Dotting a Sphere What is the maximum number of points that you can place symmetrically on the surface of a sphere which cannot all be contained within two planes? "Symmetrically" here means that, for any given start point and any given target point, you can rotate the sphere around to get the same set of point positions (over all points, not just start and target) with start now at target. My current maximum uses the bucky-ball with 60 points. (I require more than two planes to avoid 2D circle solutions, with mirroring. I still might be missing a loophole.)

I'm not sure what your question is exactly, but I interpret it as this. Consider a finite set $A$ of points on the sphere $S^2$. We want it to have the property that for each two points $a$, $b\in A$, there is a rotation $R\in O(3)$ with $Ra=b$ and $R(A)=A$.

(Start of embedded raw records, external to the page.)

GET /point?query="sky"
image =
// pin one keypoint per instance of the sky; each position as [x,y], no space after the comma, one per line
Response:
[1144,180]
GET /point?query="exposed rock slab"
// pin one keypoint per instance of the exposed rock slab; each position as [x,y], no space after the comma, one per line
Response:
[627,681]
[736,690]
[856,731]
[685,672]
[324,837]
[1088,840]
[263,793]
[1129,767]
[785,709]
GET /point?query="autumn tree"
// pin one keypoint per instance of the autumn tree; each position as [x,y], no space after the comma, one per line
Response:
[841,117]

So each of these $R$ lies in the proper isometry group $G$ of $A$. This is a finite group (unless $|A|\le2$), and it acts transitively on $A$. So $|A|\le|G|$. The classification of finite subgroups of $O(3)$ is known. They are cyclic, dihedral, tetrahedral, octahedral and icosahedral.

I am sure the cyclic and dihedral groups will give you the configurations you want to avoid, with points on two lines.

The largest polyhedral group is icosahedral of order $60$. I suspect $60$ is your maximum number of points.